Man, stocks sure are going MENTAL right now.
The market just notched another all-time high, then another, then another. This is great. This is fantastic. If this isn’t enough to gaslight David Tice into a reticent state of mental paralysis, I don’t know what is. Like David Tepper tells his wife: hold the fucking position until I tell you I’m done. The Davids are SO IN on this rally.
Well, I might as well sell just a little bit. Pocket a little extra spending money for the weekend. It’s Jan. 30, the Dow’s down just a smidge. Still on track for a monthly gain, though. Eh, why not.
*Sells AMZN at 50% gain*
*Goes comatose binging on caviar-infused beef Wellington*
*Wakes up Feb. 5*
OH, MY, GOD.
Sell the house. Sell the dog. Sell the kids’ braces. 1,175-point loss? Is that even possible?!? It used to not be! NOW IT IS.

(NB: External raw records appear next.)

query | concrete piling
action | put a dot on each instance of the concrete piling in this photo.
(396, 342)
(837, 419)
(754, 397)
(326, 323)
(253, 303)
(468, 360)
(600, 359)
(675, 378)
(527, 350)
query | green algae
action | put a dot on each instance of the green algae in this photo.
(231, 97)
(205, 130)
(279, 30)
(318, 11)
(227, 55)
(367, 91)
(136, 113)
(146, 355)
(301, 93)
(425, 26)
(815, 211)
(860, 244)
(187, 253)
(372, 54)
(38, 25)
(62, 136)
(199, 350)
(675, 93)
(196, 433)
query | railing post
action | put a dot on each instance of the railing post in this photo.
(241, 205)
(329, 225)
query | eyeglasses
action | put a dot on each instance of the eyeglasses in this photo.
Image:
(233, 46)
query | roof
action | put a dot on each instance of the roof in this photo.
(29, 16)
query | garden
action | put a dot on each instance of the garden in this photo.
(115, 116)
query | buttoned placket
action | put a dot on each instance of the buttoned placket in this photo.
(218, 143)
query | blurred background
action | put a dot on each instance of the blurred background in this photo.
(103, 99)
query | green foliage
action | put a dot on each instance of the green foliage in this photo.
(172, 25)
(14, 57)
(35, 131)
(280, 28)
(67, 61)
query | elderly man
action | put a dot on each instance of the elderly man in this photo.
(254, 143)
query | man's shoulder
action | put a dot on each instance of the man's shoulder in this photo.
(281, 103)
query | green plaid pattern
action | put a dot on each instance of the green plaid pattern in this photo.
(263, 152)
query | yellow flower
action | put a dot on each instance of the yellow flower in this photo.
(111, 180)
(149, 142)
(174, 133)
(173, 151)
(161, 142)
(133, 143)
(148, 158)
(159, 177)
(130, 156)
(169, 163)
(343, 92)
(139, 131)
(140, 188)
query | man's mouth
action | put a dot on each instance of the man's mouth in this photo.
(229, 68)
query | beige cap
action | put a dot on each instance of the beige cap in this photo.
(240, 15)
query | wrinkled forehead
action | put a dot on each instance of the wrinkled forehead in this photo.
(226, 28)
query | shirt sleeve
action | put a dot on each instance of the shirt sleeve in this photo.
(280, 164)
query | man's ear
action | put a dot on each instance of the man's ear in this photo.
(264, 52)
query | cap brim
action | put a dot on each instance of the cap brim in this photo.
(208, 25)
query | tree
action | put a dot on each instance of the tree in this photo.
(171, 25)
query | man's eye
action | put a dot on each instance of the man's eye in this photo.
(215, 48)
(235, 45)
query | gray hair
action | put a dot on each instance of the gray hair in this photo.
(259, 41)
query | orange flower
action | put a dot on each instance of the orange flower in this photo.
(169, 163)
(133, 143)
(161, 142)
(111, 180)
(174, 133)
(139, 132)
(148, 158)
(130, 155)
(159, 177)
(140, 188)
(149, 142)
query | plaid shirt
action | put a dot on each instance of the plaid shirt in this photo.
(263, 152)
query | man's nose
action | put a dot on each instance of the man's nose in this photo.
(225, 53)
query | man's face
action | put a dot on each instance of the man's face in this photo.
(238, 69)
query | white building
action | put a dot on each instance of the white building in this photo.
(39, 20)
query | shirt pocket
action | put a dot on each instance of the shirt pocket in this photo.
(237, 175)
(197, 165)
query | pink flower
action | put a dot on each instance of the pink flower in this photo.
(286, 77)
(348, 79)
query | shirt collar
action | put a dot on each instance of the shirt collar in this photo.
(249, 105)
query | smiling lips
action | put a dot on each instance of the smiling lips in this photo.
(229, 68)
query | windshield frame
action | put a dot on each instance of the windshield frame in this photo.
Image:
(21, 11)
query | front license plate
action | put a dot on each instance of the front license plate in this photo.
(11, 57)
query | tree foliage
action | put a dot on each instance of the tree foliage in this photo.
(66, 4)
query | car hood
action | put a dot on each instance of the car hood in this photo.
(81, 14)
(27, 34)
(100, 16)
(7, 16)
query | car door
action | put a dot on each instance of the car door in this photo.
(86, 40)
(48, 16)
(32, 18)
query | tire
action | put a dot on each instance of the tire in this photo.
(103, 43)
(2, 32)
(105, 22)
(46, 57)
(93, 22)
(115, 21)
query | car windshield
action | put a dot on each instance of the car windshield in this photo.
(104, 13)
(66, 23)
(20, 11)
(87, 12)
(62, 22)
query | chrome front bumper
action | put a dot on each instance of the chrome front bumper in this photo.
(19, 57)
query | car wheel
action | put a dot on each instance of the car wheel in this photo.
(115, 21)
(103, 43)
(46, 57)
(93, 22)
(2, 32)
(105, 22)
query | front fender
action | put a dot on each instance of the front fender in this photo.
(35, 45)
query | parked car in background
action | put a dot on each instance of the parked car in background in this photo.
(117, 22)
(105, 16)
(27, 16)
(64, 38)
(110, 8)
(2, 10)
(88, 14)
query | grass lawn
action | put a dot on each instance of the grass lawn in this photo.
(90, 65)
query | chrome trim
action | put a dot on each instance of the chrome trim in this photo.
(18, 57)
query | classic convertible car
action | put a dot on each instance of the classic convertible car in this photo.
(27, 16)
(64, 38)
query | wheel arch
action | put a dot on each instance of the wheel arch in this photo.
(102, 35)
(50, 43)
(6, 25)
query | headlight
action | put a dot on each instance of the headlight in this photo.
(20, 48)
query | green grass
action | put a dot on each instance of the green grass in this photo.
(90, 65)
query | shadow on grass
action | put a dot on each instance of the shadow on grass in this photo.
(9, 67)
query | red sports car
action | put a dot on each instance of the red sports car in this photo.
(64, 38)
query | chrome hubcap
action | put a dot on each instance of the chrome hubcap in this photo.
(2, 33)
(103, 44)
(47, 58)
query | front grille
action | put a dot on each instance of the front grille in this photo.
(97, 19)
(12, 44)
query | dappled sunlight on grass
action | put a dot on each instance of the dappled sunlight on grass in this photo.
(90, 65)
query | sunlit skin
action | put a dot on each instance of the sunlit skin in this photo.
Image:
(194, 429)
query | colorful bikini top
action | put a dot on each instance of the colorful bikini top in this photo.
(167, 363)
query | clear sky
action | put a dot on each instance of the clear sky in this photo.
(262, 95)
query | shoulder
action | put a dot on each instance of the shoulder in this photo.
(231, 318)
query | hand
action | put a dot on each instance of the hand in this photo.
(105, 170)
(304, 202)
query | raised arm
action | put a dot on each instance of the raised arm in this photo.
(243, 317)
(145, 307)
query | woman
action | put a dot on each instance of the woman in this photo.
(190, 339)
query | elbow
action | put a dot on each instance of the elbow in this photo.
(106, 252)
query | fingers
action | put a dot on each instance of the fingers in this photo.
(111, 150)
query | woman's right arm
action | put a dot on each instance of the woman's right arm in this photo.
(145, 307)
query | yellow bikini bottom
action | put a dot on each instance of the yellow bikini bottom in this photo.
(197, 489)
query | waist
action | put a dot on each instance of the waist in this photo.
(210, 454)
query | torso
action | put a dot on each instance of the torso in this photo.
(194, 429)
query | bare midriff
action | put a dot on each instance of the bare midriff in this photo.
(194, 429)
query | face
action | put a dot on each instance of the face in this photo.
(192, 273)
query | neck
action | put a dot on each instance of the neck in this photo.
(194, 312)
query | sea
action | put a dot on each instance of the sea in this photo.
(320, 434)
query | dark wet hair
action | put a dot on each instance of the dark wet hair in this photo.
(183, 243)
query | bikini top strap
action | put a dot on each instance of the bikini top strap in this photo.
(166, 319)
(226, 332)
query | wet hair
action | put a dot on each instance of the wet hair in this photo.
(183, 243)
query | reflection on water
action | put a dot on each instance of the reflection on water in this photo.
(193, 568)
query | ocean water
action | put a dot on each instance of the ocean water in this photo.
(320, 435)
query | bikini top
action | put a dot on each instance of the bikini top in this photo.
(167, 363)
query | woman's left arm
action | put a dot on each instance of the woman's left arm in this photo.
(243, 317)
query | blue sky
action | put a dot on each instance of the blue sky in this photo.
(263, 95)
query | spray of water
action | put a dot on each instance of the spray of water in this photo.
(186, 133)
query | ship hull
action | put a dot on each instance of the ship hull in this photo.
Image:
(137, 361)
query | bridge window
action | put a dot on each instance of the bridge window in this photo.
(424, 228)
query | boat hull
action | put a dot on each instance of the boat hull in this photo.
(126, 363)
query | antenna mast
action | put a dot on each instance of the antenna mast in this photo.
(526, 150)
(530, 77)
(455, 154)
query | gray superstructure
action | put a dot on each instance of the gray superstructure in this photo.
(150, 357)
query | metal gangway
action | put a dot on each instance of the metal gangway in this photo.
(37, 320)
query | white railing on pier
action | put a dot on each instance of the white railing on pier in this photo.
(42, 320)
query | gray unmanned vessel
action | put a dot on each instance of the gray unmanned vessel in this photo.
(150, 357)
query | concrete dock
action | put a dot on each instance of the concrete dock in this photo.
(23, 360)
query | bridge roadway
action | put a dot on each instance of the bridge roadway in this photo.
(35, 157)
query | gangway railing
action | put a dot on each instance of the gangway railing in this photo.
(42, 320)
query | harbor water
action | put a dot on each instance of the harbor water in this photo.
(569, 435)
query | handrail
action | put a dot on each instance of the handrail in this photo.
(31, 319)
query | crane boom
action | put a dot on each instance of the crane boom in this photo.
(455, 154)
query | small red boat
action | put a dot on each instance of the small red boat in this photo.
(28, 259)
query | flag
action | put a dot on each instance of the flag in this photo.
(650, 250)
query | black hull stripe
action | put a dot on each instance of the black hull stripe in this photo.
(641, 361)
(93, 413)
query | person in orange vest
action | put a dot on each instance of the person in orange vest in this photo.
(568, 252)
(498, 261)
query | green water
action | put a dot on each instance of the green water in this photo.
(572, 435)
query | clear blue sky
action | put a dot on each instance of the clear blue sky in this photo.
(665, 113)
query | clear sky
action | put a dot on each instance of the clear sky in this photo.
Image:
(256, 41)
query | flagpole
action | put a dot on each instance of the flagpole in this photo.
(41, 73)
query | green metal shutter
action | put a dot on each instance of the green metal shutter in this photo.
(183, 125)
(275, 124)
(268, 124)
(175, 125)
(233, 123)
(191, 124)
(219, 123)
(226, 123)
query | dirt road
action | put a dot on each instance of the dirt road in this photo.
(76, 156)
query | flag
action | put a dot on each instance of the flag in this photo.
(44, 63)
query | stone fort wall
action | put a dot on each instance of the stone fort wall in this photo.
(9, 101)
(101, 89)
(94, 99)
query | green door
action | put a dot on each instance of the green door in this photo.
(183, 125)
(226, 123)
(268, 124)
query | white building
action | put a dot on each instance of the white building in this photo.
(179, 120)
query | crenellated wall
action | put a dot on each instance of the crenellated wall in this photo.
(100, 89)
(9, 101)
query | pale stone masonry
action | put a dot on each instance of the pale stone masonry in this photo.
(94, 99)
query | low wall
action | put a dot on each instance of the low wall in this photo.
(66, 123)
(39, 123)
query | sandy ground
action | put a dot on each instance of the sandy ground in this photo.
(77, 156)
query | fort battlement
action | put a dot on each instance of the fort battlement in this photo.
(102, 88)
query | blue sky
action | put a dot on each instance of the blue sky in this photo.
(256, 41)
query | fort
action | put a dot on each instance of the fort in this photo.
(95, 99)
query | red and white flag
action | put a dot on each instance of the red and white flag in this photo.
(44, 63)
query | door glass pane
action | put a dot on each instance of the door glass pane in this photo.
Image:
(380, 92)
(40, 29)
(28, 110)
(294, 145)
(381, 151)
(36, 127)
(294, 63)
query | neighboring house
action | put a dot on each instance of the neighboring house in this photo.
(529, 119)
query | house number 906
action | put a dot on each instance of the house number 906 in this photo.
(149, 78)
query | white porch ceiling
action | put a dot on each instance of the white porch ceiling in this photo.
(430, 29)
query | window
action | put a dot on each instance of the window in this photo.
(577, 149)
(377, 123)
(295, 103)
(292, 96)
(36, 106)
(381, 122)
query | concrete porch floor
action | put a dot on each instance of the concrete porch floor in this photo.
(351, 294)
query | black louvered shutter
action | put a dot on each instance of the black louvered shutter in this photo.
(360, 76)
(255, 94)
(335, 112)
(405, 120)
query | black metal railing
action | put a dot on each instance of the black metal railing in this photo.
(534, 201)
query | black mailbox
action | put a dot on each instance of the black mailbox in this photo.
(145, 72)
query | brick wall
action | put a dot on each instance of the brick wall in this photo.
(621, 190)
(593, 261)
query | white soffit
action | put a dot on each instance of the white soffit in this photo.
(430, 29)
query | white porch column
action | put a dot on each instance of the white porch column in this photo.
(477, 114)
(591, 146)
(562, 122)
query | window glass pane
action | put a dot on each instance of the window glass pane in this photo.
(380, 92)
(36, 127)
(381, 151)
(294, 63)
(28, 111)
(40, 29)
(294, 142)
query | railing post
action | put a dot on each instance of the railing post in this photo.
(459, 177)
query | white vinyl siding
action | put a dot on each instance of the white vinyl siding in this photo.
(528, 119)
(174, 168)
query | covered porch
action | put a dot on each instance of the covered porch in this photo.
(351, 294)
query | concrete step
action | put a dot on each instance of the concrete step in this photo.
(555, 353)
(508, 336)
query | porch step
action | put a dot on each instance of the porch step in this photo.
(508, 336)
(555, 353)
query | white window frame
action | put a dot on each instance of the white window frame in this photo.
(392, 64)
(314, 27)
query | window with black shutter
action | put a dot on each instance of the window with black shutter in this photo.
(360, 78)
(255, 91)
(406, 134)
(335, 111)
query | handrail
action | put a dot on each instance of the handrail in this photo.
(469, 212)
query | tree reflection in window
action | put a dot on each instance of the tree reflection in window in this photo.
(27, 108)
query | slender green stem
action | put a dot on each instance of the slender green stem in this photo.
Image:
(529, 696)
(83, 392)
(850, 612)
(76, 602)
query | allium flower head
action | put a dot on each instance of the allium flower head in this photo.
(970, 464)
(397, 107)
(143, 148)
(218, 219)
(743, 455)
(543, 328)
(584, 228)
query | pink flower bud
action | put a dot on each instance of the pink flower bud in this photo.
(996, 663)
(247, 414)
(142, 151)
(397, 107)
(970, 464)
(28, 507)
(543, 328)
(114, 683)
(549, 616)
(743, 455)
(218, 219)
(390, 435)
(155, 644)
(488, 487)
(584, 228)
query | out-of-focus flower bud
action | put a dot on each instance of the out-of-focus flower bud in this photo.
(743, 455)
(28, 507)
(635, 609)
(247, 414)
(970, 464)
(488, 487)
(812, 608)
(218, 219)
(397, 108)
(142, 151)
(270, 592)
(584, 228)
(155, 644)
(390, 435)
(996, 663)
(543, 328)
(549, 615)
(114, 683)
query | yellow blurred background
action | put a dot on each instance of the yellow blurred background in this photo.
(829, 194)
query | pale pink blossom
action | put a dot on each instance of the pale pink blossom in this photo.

God, everything’s in the red. DLR, my piddling SGYP holding, my even more piddling CHK position. IT’S LIKE THE ELEVATOR SCENE FROM THE SHINING.
Grab the gun out of the safe. Sleep with it. Keep the business channel on, though. I know, I know — it’s the most terrifying nightlight ever. Just try to make it ’til morning. Keep repeating that over and over in your head while screaming yourself to sleep.
*Wakes up Feb. 6*
Oh wait, the Dow closed up 2.3% today. Yeah, the best day since 2006. It’s fine, we’re fine. It’s fine.
What do I learn from all this? Is there a lesson to be seen in my children’s now crooked teeth? Is it that stocks are a wily temptress and a silly black hole of prognostication and that no one knows where the fuck they’re going and that no one ever has with any sound sense of authority, ever?
I don’t know. Let me just see what CNBC thinks.